A trabalhadora havia sido despedida sem justa causa e a empresa pretendia cancelar o plano sob o argumento de que ela não contribuía financeiramente para a sua própria cota (custeada 100% pelo empregador), um dos requisitos da Lei 9.656/1998 para a manutenção do plano. Contudo, o magistrado entendeu que os descontos efetuados na remuneração da funcionária para o pagamento da cota da dependente (a esposa) configuram a contribuição direta necessária para garantir o direito à continuidade da assistência, desde que a ex-empregada assuma o valor integral das mensalidades.

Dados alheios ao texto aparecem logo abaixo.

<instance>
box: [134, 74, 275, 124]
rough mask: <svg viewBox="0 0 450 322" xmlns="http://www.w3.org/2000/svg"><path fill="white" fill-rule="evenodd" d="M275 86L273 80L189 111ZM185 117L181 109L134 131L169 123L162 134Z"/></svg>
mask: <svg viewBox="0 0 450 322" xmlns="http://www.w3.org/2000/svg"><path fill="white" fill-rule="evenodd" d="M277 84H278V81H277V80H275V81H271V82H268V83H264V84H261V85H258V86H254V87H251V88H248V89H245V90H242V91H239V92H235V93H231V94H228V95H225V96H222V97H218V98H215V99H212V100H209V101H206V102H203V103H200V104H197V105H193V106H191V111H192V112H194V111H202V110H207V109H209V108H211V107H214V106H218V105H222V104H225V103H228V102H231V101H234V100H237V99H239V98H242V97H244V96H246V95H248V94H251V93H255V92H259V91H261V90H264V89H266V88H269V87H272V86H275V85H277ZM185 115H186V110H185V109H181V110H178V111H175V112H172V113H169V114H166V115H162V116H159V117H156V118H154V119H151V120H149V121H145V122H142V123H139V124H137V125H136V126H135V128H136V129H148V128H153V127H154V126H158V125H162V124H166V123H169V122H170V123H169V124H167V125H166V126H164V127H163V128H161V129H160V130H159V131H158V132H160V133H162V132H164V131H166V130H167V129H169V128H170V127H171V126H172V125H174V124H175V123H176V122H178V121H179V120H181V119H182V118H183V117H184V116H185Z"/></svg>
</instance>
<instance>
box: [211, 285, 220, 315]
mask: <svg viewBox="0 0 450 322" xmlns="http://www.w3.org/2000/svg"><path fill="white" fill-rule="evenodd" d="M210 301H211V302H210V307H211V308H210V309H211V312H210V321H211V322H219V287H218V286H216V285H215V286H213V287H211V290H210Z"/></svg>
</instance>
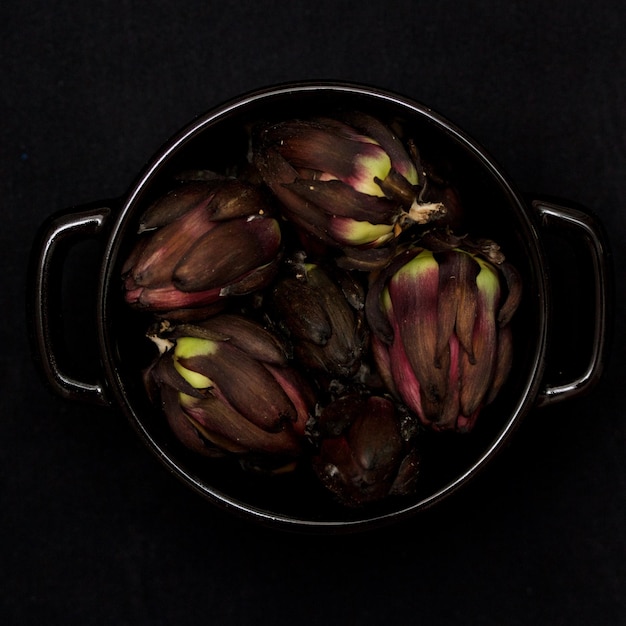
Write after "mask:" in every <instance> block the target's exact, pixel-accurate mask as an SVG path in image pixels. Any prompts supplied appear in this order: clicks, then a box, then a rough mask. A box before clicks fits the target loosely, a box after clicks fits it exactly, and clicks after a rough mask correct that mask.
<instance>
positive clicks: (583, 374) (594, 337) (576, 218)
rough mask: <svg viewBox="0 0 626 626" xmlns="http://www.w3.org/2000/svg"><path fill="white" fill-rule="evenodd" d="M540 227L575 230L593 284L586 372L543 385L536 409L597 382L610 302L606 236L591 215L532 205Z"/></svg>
mask: <svg viewBox="0 0 626 626" xmlns="http://www.w3.org/2000/svg"><path fill="white" fill-rule="evenodd" d="M532 204H533V207H534V209H535V210H536V211H537V212H538V214H539V216H540V218H541V219H542V222H543V224H548V223H550V222H553V221H554V222H555V223H558V224H559V225H561V226H563V225H564V226H566V227H569V228H571V229H573V230H576V231H577V232H578V233H579V234H580V235H582V239H583V241H584V243H585V247H586V248H587V251H588V252H589V255H590V259H591V268H592V276H593V283H594V302H595V308H594V315H595V317H594V322H593V329H592V333H593V342H592V348H591V355H590V358H589V362H588V365H587V367H586V369H585V370H584V371H583V372H582V373H581V374H580V376H578V377H577V378H575V379H574V380H571V381H570V382H567V383H564V384H561V385H555V386H552V385H546V387H545V388H544V389H543V391H542V392H541V394H540V395H539V406H545V405H548V404H551V403H553V402H556V401H560V400H565V399H569V398H573V397H576V396H579V395H581V394H583V393H586V392H588V391H589V390H590V389H591V388H592V387H593V386H594V385H595V384H596V383H597V382H598V380H599V378H600V376H601V374H602V370H603V368H604V358H605V353H606V347H607V336H606V335H607V321H608V315H609V299H610V284H609V281H610V267H609V252H608V245H607V240H606V236H605V234H604V231H603V229H602V227H601V225H600V223H599V222H598V221H597V220H596V219H595V218H594V217H592V216H591V215H589V214H587V213H585V212H583V211H581V210H579V209H576V208H573V207H566V206H563V205H561V204H555V203H553V202H551V201H548V202H544V201H542V200H535V201H533V203H532Z"/></svg>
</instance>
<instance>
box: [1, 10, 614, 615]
mask: <svg viewBox="0 0 626 626" xmlns="http://www.w3.org/2000/svg"><path fill="white" fill-rule="evenodd" d="M625 27H626V8H624V5H623V4H622V3H619V2H611V1H610V0H596V1H595V2H592V3H589V2H583V1H582V0H572V1H570V2H560V3H552V2H539V1H537V0H530V1H525V2H522V1H519V0H510V1H508V2H502V1H500V0H498V1H493V2H486V1H483V2H459V1H454V2H452V1H450V0H439V1H438V2H423V1H415V2H410V1H404V2H402V1H395V0H388V1H387V2H384V3H383V2H371V3H369V2H367V3H361V4H359V3H357V2H350V3H348V2H341V1H335V2H328V1H327V0H318V2H315V3H303V2H291V3H287V2H276V1H275V2H268V1H263V0H260V1H257V2H230V3H218V2H214V1H212V0H205V1H203V2H196V1H195V0H187V1H186V2H176V3H175V2H165V1H163V0H160V1H155V2H151V3H149V2H131V1H130V0H126V1H122V0H117V1H110V2H105V1H103V0H92V1H90V2H88V3H87V2H77V1H73V2H71V1H70V2H58V3H51V2H39V1H34V0H27V1H25V2H15V3H4V5H3V7H2V8H0V55H1V56H0V59H1V60H0V63H1V66H0V67H1V72H2V73H1V77H2V89H1V90H0V158H1V162H0V207H1V211H2V213H1V215H2V219H3V222H4V223H3V227H2V229H1V231H0V250H1V252H0V255H1V258H2V279H1V283H0V294H1V295H2V303H3V308H4V311H3V315H2V317H1V322H0V337H1V343H0V346H1V347H0V368H1V369H0V386H1V387H0V388H1V395H0V402H1V415H0V520H1V526H0V532H1V539H0V615H1V616H2V621H3V623H5V624H30V623H40V624H64V625H70V624H144V623H145V624H153V625H157V624H186V623H211V624H265V623H267V624H270V623H271V624H321V623H326V624H342V625H344V624H345V625H349V624H359V625H362V626H365V625H369V624H382V623H408V624H413V623H416V624H421V623H428V624H498V625H500V624H512V625H514V624H536V625H539V624H568V625H574V624H585V625H586V624H591V623H597V624H626V530H625V523H626V419H625V416H624V415H623V413H624V411H623V407H624V403H623V400H622V396H621V393H623V388H624V375H625V374H626V359H625V358H624V332H623V329H622V327H621V320H622V319H623V315H624V298H623V281H622V275H623V272H624V267H625V264H624V261H625V257H624V237H625V236H626V224H625V218H624V210H625V208H626V206H625V205H626V200H625V198H626V81H625V80H624V76H625V75H626V48H625V45H624V39H623V37H624V30H625ZM316 78H317V79H339V80H349V81H358V82H362V83H366V84H372V85H375V86H378V87H383V88H386V89H391V90H394V91H397V92H399V93H401V94H404V95H406V96H409V97H411V98H414V99H416V100H418V101H420V102H423V103H425V104H427V105H429V106H430V107H432V108H433V109H434V110H436V111H438V112H439V113H441V114H443V115H445V116H446V117H448V118H449V119H451V120H452V121H453V122H455V123H456V124H458V125H459V126H461V127H462V128H463V129H464V130H465V131H466V132H467V133H469V134H470V135H471V136H472V137H474V138H476V139H477V140H479V141H480V142H481V143H482V144H483V145H484V146H485V147H486V149H487V150H488V152H489V153H491V154H493V155H494V156H495V157H496V159H497V160H498V161H499V163H500V164H501V165H502V166H503V168H504V169H505V171H507V172H508V174H509V176H510V178H511V179H512V180H514V181H515V182H516V183H517V185H518V187H520V188H521V189H523V190H526V191H530V192H534V193H541V194H543V193H547V194H554V195H559V196H564V197H567V198H569V199H571V200H575V201H577V202H580V203H582V204H583V205H585V206H587V207H588V208H589V209H591V210H593V211H594V212H595V213H596V214H597V215H598V216H599V217H600V219H601V220H602V222H603V223H604V225H605V227H606V229H607V231H608V232H609V236H610V238H611V243H612V248H613V253H614V266H615V276H616V284H617V288H616V310H615V319H616V324H615V332H614V344H613V350H612V358H611V360H610V361H609V362H608V364H607V369H606V374H605V376H604V378H603V380H602V382H601V383H600V385H599V386H598V387H597V388H596V390H595V391H594V393H593V394H592V395H589V396H587V397H585V398H583V399H580V400H576V401H571V402H564V403H562V404H559V405H555V406H553V407H550V408H545V409H542V410H537V411H534V412H532V413H531V414H530V415H529V416H528V417H527V419H526V420H525V422H524V424H523V426H522V428H521V429H520V431H519V432H518V434H517V436H516V438H515V439H514V441H513V442H512V444H511V445H510V446H509V448H508V449H507V450H506V454H504V455H502V456H501V457H499V458H498V459H497V461H496V462H495V463H494V464H493V465H492V466H491V468H490V471H488V472H486V473H485V474H483V475H481V476H480V477H479V479H478V480H477V481H475V482H474V483H472V484H471V485H469V486H468V488H467V489H465V490H463V491H462V492H459V493H458V495H457V496H456V497H455V498H453V499H452V500H450V501H448V502H446V503H445V504H443V505H441V507H439V508H437V509H435V510H433V511H431V512H429V513H427V514H425V515H424V516H422V517H419V518H417V519H413V520H411V521H409V522H405V523H402V524H399V525H397V526H394V527H392V528H388V529H386V530H380V531H375V532H370V533H366V534H361V535H355V536H347V537H318V536H314V537H309V536H300V535H292V534H285V533H281V532H277V531H274V530H269V529H265V528H259V527H256V526H253V525H251V524H249V523H246V522H243V521H240V520H236V519H233V518H232V517H231V516H229V515H227V514H225V513H224V512H222V511H220V510H217V509H216V508H215V507H213V506H211V505H209V504H208V503H206V502H204V501H203V500H202V499H201V498H200V497H198V496H197V495H196V494H194V493H192V492H191V491H188V490H186V489H185V488H184V487H183V486H182V485H181V484H180V483H179V482H178V481H177V480H176V479H174V478H173V477H171V476H170V475H169V474H167V473H166V471H165V470H164V469H163V468H162V467H161V465H160V464H159V463H158V462H157V461H156V460H155V459H154V457H153V456H152V455H151V454H150V452H149V451H148V450H147V449H146V448H145V447H144V446H143V444H142V443H141V442H140V441H139V440H138V438H137V437H136V436H135V434H134V432H133V431H132V430H131V428H130V427H129V425H128V424H127V422H126V421H125V419H124V418H123V416H122V415H121V414H119V413H118V412H116V411H113V410H109V409H96V408H93V407H91V406H88V405H83V404H77V403H72V402H67V401H64V400H61V399H60V398H57V397H56V396H54V395H52V394H51V393H50V392H49V391H48V390H47V388H46V387H45V386H44V385H43V383H42V381H41V379H40V378H39V377H38V376H37V374H36V371H35V369H34V367H33V365H32V361H31V357H30V354H29V349H28V343H27V338H26V324H25V314H24V298H25V281H26V267H27V262H28V258H29V254H30V248H31V244H32V241H33V237H34V235H35V232H36V230H37V228H38V226H39V224H40V223H41V222H42V221H43V220H44V219H45V218H46V217H47V216H48V215H49V214H51V213H52V212H54V211H56V210H59V209H64V208H67V207H70V206H73V205H81V204H83V203H86V202H90V201H93V200H99V199H101V198H110V197H118V196H121V195H123V194H124V192H125V191H126V189H127V188H128V187H129V186H130V184H131V183H132V181H133V180H134V178H135V176H136V175H137V173H138V172H139V171H140V169H141V168H142V167H143V165H144V163H145V161H146V160H147V159H148V158H149V157H150V156H151V155H152V154H153V153H154V152H155V151H156V150H157V149H158V148H159V146H160V145H161V144H162V143H163V142H164V141H165V140H166V139H168V138H169V137H170V136H171V135H173V134H174V133H176V132H177V131H178V130H179V129H180V128H181V127H183V126H185V125H186V124H187V123H188V122H190V121H191V120H192V119H193V118H194V117H195V116H197V115H199V114H201V113H203V112H205V111H206V110H208V109H210V108H212V107H214V106H216V105H218V104H220V103H221V102H222V101H224V100H226V99H230V98H232V97H234V96H236V95H238V94H240V93H242V92H246V91H248V90H251V89H255V88H257V87H262V86H266V85H271V84H275V83H279V82H283V81H288V80H298V79H316ZM81 257H82V258H81ZM97 260H98V259H97V253H95V252H93V251H92V250H91V249H87V248H85V249H82V248H79V250H78V252H75V253H74V254H73V255H72V256H70V261H71V262H69V261H68V264H69V266H70V267H69V269H68V275H69V276H70V278H71V280H70V279H68V284H67V285H66V293H70V294H72V295H73V296H74V297H75V300H72V302H73V304H72V306H71V307H70V313H69V314H68V315H69V316H70V317H69V318H68V319H70V320H74V321H76V320H78V322H77V323H75V324H74V325H73V327H75V328H76V329H77V332H78V330H80V331H81V332H84V334H85V336H84V337H81V339H80V341H81V342H83V343H84V346H85V350H84V353H83V354H82V356H83V357H84V356H85V355H87V354H89V345H90V344H91V343H93V341H92V339H93V335H92V334H90V333H91V332H92V330H93V329H92V327H91V323H90V320H91V319H92V317H90V311H91V309H90V303H89V301H88V296H87V295H85V294H88V293H89V291H88V289H87V290H86V291H85V292H84V293H83V291H82V289H81V285H83V284H85V285H86V287H88V286H89V284H93V282H94V281H95V272H96V269H95V267H96V266H97ZM72 281H73V282H72ZM85 299H87V302H85ZM72 316H74V317H72ZM81 320H82V321H81ZM578 333H580V336H579V334H578ZM587 334H588V330H587V329H579V331H578V332H577V333H573V334H572V337H571V343H572V345H576V343H577V342H578V341H581V342H583V338H584V336H586V335H587ZM83 343H81V345H83ZM76 358H77V359H79V360H80V358H81V355H80V354H79V355H77V357H76ZM85 361H86V364H85V365H84V367H85V371H87V372H88V371H89V368H93V367H95V366H94V364H93V362H92V360H90V359H88V358H85ZM557 365H558V364H557Z"/></svg>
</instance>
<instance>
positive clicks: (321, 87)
mask: <svg viewBox="0 0 626 626" xmlns="http://www.w3.org/2000/svg"><path fill="white" fill-rule="evenodd" d="M321 91H326V92H329V93H333V94H338V95H340V94H341V93H346V94H350V95H358V96H364V97H366V98H372V99H373V100H375V101H377V102H378V103H381V102H388V103H389V104H391V105H393V106H395V107H399V108H400V109H403V110H405V111H407V112H410V113H411V114H413V115H418V116H420V117H422V118H427V119H428V120H429V121H430V122H432V123H433V124H434V125H435V126H437V127H438V129H440V130H442V131H443V132H445V133H446V134H447V135H448V136H450V137H451V138H452V139H453V140H454V141H455V142H456V143H457V144H459V145H460V146H461V147H462V148H463V149H464V150H467V151H469V152H470V153H471V154H472V156H473V157H474V158H475V159H478V161H479V162H480V164H481V166H483V167H484V168H486V170H488V172H489V174H490V175H491V177H492V178H494V179H495V181H496V182H497V183H498V185H499V186H500V187H501V189H502V190H503V191H504V192H505V193H506V195H507V196H508V197H509V198H510V200H511V202H512V208H513V209H514V210H515V212H516V214H517V218H518V221H519V224H520V226H521V227H522V228H523V229H524V231H525V233H524V234H525V235H527V236H528V237H529V238H530V240H531V245H530V249H531V250H532V251H533V255H532V258H531V259H528V261H529V263H530V265H531V269H532V272H533V273H534V275H535V277H536V285H537V294H536V297H537V302H538V305H539V306H538V308H537V314H538V316H539V319H538V328H539V329H540V332H539V336H537V338H536V349H535V352H534V355H532V358H531V362H532V364H533V365H532V368H531V369H532V371H530V373H529V375H528V379H527V381H526V384H525V386H524V388H523V392H522V393H521V394H520V397H519V399H518V400H517V402H516V404H515V406H514V408H513V411H512V412H511V415H510V416H509V417H508V419H507V421H506V424H505V426H504V427H503V428H502V429H501V431H500V432H499V434H498V436H497V437H496V438H495V439H494V440H493V441H492V442H491V444H490V445H489V446H488V447H487V449H486V450H484V451H483V453H482V454H481V455H480V456H479V458H478V459H477V460H476V461H475V462H474V463H473V464H472V465H471V466H470V467H468V468H467V469H466V471H464V472H462V473H461V474H459V475H457V476H456V477H455V478H454V480H452V481H451V482H449V483H448V484H446V485H445V486H444V487H442V488H441V489H439V490H438V491H436V492H435V493H432V494H430V495H429V496H428V497H425V498H423V499H421V500H419V501H418V502H416V503H413V504H411V505H409V506H406V507H404V508H401V509H398V510H393V511H391V512H386V513H383V514H380V515H373V516H371V517H368V518H361V519H355V520H344V519H342V520H316V519H304V518H299V517H294V516H291V515H286V514H280V513H273V512H271V511H267V510H264V509H260V508H258V507H255V506H251V505H249V504H246V503H244V502H241V501H239V500H237V499H236V498H233V497H231V496H229V495H228V494H225V493H223V492H221V491H219V490H217V489H213V488H211V487H210V486H209V485H207V484H205V483H203V482H202V481H200V480H199V479H198V478H197V477H196V476H194V475H193V474H192V473H191V472H189V471H187V470H186V469H185V468H184V467H182V466H181V465H180V464H178V463H177V462H176V461H175V460H174V459H172V458H171V457H170V456H169V455H168V453H167V451H166V450H164V449H163V447H162V446H160V445H159V443H158V442H157V441H156V440H155V439H154V438H153V437H152V436H151V435H150V433H149V432H148V430H147V429H146V427H145V426H144V424H143V421H142V418H141V416H139V415H137V414H136V412H135V410H134V408H133V407H132V406H131V404H130V402H129V400H128V398H127V395H126V393H125V391H124V385H123V380H122V379H121V378H120V375H119V371H118V370H117V368H116V364H115V359H114V355H113V354H112V353H113V350H112V348H111V346H112V345H113V338H112V336H111V335H110V333H111V324H110V321H109V304H108V302H109V298H110V294H111V292H112V291H114V290H113V289H112V288H111V283H112V280H114V277H113V275H112V274H113V272H114V270H115V267H116V263H115V261H116V258H117V255H118V252H119V245H120V239H121V238H122V237H121V236H120V233H121V232H122V230H123V225H124V223H125V222H126V221H127V220H128V218H129V216H130V214H131V213H132V212H133V209H134V207H135V202H136V200H137V198H138V197H139V196H140V195H141V193H142V192H143V190H144V189H145V188H146V187H148V186H149V185H150V183H151V182H152V181H153V180H154V178H155V177H156V176H158V174H159V172H160V170H161V169H162V168H163V167H164V165H165V164H166V163H167V162H168V161H169V159H170V158H171V157H173V156H174V155H175V154H177V153H178V152H179V150H180V149H181V148H183V147H184V146H185V145H186V144H187V143H188V142H189V141H191V140H192V139H194V138H195V137H197V136H198V135H199V134H200V133H202V132H203V131H205V130H206V129H207V128H209V127H211V126H213V125H214V124H217V123H219V122H220V120H223V119H224V118H226V117H227V116H228V115H229V114H231V113H233V112H235V111H238V110H240V109H242V108H246V107H253V106H254V105H255V103H257V102H259V101H264V100H267V99H270V98H278V97H284V96H288V95H290V94H302V93H305V92H317V93H318V94H319V92H321ZM532 217H533V216H532V214H531V213H530V210H529V208H528V206H527V204H526V202H525V201H524V199H523V197H522V195H521V194H520V193H519V192H518V191H517V190H516V189H515V188H514V186H513V185H512V184H511V182H510V181H509V180H508V177H507V176H506V175H505V174H504V173H503V172H502V170H501V168H500V167H499V166H498V165H497V164H496V163H495V161H494V160H493V158H492V157H491V156H489V155H488V154H487V152H486V151H485V149H484V148H483V147H482V146H481V145H480V144H478V143H477V142H476V141H474V140H473V139H472V138H470V137H469V136H468V135H467V134H466V133H465V132H464V131H462V130H461V129H460V128H459V127H457V126H455V125H454V124H452V123H451V122H450V121H448V120H447V119H446V118H445V117H443V116H442V115H440V114H438V113H436V112H434V111H433V110H432V109H430V108H429V107H427V106H424V105H423V104H421V103H419V102H417V101H415V100H412V99H410V98H407V97H405V96H402V95H398V94H396V93H393V92H391V91H387V90H385V89H380V88H377V87H371V86H365V85H362V84H357V83H349V82H338V81H299V82H289V83H283V84H279V85H275V86H270V87H265V88H261V89H257V90H254V91H250V92H248V93H246V94H244V95H242V96H240V97H236V98H233V99H231V100H229V101H227V102H226V103H224V104H222V105H219V106H217V107H214V108H212V109H210V110H209V111H208V112H206V113H204V114H202V115H200V116H198V117H197V118H196V119H195V120H194V121H192V122H191V123H190V124H188V125H187V126H186V127H184V128H183V129H182V130H181V131H180V132H179V133H178V134H176V135H174V136H173V137H172V138H171V139H170V140H169V141H168V142H166V143H165V144H164V145H163V146H162V147H161V148H160V149H159V150H157V152H156V153H155V155H154V156H153V158H152V160H151V161H149V162H148V164H147V166H146V167H145V168H144V170H143V172H142V173H141V174H140V176H139V177H138V178H137V180H136V181H135V183H134V185H133V186H132V187H131V188H130V191H129V192H128V194H127V195H126V196H125V197H124V198H123V200H122V203H121V208H120V211H119V214H118V215H117V217H116V219H115V220H114V223H113V224H112V226H111V230H110V234H109V238H108V241H107V244H106V248H105V252H104V261H103V264H102V268H101V274H100V277H99V288H98V303H97V306H98V319H99V321H100V323H99V324H98V333H99V336H98V340H99V344H100V352H101V355H102V358H103V365H104V371H105V376H106V380H107V384H108V385H109V386H110V388H111V391H112V392H113V395H114V397H115V398H116V400H117V402H118V404H119V405H120V406H121V407H122V408H123V409H124V412H125V413H126V415H127V417H128V418H129V420H130V422H131V423H132V425H133V426H134V427H135V430H137V431H138V433H139V435H140V436H141V438H142V439H143V440H144V442H145V443H146V444H147V445H148V447H149V448H150V449H151V450H152V452H153V453H155V454H156V456H157V457H158V458H159V459H160V461H161V462H162V463H163V464H164V465H165V466H166V468H167V469H168V470H169V471H170V472H172V473H173V474H175V475H176V476H177V477H178V478H180V479H182V480H183V482H185V483H186V484H187V485H188V486H190V487H191V488H193V489H194V490H195V491H197V492H199V493H200V494H201V495H203V496H204V497H206V498H208V499H210V500H211V501H212V502H214V503H216V504H218V505H220V506H221V507H222V508H225V509H227V510H231V511H234V512H236V513H238V514H241V515H243V516H245V517H252V518H254V519H256V520H257V521H261V522H263V523H267V524H270V525H279V526H282V527H285V528H290V529H293V530H307V531H328V530H332V531H334V532H341V531H349V530H355V529H364V528H373V527H379V526H381V525H384V524H386V523H388V522H390V521H397V520H400V519H404V518H406V517H408V516H410V515H412V514H414V513H416V512H417V511H418V510H424V509H427V508H430V507H431V506H432V505H434V504H435V503H437V502H439V501H441V500H443V499H444V498H447V497H448V496H449V495H451V494H452V493H453V492H455V491H456V490H457V489H458V488H460V487H461V486H462V485H464V484H465V483H466V482H468V480H470V479H471V478H473V477H475V476H476V474H478V473H479V472H480V471H481V470H482V469H483V468H484V467H486V466H487V465H488V463H489V462H490V461H491V460H492V458H493V457H494V456H495V455H496V453H497V452H499V451H500V449H501V448H502V447H503V446H504V444H505V443H506V442H508V440H509V438H510V436H511V434H512V433H513V432H514V430H515V429H516V427H517V426H518V425H519V423H520V422H521V419H522V418H523V417H524V416H525V415H526V413H527V412H528V411H529V410H530V409H531V408H532V406H533V405H534V403H535V400H536V397H537V395H538V394H539V391H540V386H541V382H542V378H543V373H544V369H545V354H546V345H547V328H548V326H549V324H548V318H549V297H548V295H549V292H548V289H547V277H546V276H545V272H544V271H543V270H542V268H543V267H545V256H544V252H543V248H542V244H541V240H540V237H539V235H538V233H537V229H536V226H535V224H534V222H533V219H532Z"/></svg>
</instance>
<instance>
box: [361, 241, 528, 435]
mask: <svg viewBox="0 0 626 626" xmlns="http://www.w3.org/2000/svg"><path fill="white" fill-rule="evenodd" d="M440 243H441V242H440ZM455 243H456V242H455ZM468 248H469V249H462V248H460V247H457V246H449V247H447V248H446V247H445V246H438V247H437V249H436V250H435V251H433V250H431V249H428V248H421V247H420V248H415V249H412V250H408V251H405V252H404V253H402V254H400V255H398V257H396V259H394V261H393V262H392V263H391V264H390V265H389V266H388V268H386V270H385V271H382V272H380V273H379V274H378V276H377V277H376V278H375V279H374V280H373V282H372V285H371V288H370V291H369V293H368V300H367V304H366V310H367V318H368V321H369V324H370V327H371V328H372V333H373V336H372V352H373V355H374V358H375V361H376V364H377V367H378V371H379V373H380V376H381V378H382V380H383V381H384V383H385V385H386V386H387V388H388V389H389V391H390V392H392V393H393V394H394V395H395V396H396V397H397V398H398V399H399V400H401V401H402V402H404V403H405V404H406V406H407V407H409V409H410V410H412V411H413V412H414V413H415V414H416V415H417V416H418V417H419V419H420V421H421V422H422V423H423V424H424V425H426V426H429V427H431V428H432V429H434V430H452V431H458V432H469V431H470V430H471V429H472V428H473V426H474V424H475V422H476V419H477V418H478V415H479V413H480V412H481V410H482V409H483V407H484V406H485V405H486V404H488V403H490V402H492V401H493V400H494V399H495V397H496V396H497V394H498V392H499V390H500V388H501V386H502V385H503V383H504V382H505V380H506V378H507V375H508V373H509V370H510V367H511V363H512V338H511V330H510V327H509V325H508V324H509V321H510V319H511V317H512V315H513V313H514V312H515V309H516V308H517V306H518V304H519V301H520V298H521V281H520V280H519V276H518V274H517V272H516V271H515V270H514V268H513V267H512V266H511V265H510V264H508V263H506V262H505V260H504V258H503V255H502V256H499V257H498V258H499V261H500V265H497V264H495V263H493V262H491V261H490V260H488V259H487V258H486V257H485V256H482V255H481V254H479V253H478V252H476V249H475V248H474V247H472V246H471V245H470V246H468Z"/></svg>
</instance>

A decisão destacou a necessidade de um julgamento com perspetiva de género e sensibilidade social. O desembargador ressaltou que a interrupção do acompanhamento médico de uma gravidez de alta complexidade (decorrente de fertilização in vitro) em uma família homoafetiva violaria direitos fundamentais à saúde e à dignidade da pessoa humana, além de ignorar o melhor interesse do nascituro.
Com esta medida, o tribunal reafirmou a função social das normas de saúde suplementar, que visam proteger o trabalhador e os seus dependentes em momentos de vulnerabilidade, como a perda do emprego. A decisão impede que entraves burocráticos sobre a natureza do custeio sobreponham-se à proteção da vida e da unidade familiar.